What is Lean Six Sigma? reveals why companies are implementing this strategy, and walks you through the foundations of Lean Six Sigma, explaining the "four keys" and how they apply to your own job:
- Delight your customers with speed and quality
- Improve your processes
- Work together for maximum gain
- Base decisions on data and facts
Featuring charts, diagrams, and case studies of teams who have used these methods to improve their workplace, What is Lean Six Sigma? tells you what you need to know to make this strategy a success in your organization.
About the Author
Michael L. George is the founder and CEO of George Group, the largest Lean Six Sigma consulting practice in the United States. He is the author of Lean Six Sigma and Lean Six Sigma for Service.

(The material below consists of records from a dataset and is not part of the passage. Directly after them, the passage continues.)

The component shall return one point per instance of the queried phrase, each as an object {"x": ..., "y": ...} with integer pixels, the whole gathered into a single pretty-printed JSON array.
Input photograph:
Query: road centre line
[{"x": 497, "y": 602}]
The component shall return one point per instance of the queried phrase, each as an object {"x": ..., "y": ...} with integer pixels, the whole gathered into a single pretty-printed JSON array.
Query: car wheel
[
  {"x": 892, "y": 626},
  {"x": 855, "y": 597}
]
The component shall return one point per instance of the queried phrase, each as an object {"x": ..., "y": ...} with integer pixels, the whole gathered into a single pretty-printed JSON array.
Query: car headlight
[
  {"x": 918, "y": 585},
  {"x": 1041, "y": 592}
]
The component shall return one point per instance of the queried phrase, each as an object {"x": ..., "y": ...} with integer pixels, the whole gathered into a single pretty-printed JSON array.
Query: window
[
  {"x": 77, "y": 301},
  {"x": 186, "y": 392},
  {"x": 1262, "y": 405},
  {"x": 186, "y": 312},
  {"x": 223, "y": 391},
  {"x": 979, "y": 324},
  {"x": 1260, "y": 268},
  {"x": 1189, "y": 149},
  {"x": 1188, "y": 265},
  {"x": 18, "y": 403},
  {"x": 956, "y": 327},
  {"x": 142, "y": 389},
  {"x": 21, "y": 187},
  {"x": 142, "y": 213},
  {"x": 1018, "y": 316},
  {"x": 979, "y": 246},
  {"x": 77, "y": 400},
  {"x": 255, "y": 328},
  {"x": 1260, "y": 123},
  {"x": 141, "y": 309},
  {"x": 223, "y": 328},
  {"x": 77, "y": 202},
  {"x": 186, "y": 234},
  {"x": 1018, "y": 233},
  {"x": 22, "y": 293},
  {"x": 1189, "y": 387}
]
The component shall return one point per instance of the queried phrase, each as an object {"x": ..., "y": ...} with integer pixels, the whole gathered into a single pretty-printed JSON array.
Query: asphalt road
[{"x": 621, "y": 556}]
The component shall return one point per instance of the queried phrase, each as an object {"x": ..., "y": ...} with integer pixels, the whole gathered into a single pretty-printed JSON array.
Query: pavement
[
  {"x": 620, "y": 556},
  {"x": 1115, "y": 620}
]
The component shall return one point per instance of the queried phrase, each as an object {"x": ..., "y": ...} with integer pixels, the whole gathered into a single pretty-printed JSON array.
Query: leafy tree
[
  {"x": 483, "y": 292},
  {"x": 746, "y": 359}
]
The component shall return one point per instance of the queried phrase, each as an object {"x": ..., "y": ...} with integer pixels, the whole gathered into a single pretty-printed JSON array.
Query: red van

David Rowlands is Vice President of Lean Six Sigma at Xerox Corporation. He's been using Lean and Six Sigma since 1988, and has practical experience working with teams to solve improvement challenges in sales, service, and manufacturing.
Bill Kastle is a Vice President at George Group and has helped guide Lean Six Sigma initiatives at major corporations. For 15 years, he has helped teams at all levels apply these tools to improve performance and respond to customer needs.
Customer Reviews
Packed with Knowledge !
Six Sigma books often couch their wisdom in acronyms or jargon, or they offer vague, unfulfilling anecdotal narratives. This book is different. As trim, focused and efficient as if a Six Sigma team had designed it, it gets the job done. Its mission is simple: explain the basic structure of Lean Six Sigma initiatives to readers who are likely to become involved in one. While select case studies are judiciously sprinkled throughout, this is a meat-and-potatoes book that tells you what you need to know in clear, straightforward prose. Although the authors - Mike George, Dave Rowlands and Bill Kastle - humbly issue the caveat that this is not intended to be a comprehensive reference, its terse yet relevant style will probably make it one of those dog-eared volumes that barely gets back to the HR bookshelf before it's checked out again. Because of its plainspoken functionality, we recommend this manual strongly to anyone whose future may involve Lean Six Sigma.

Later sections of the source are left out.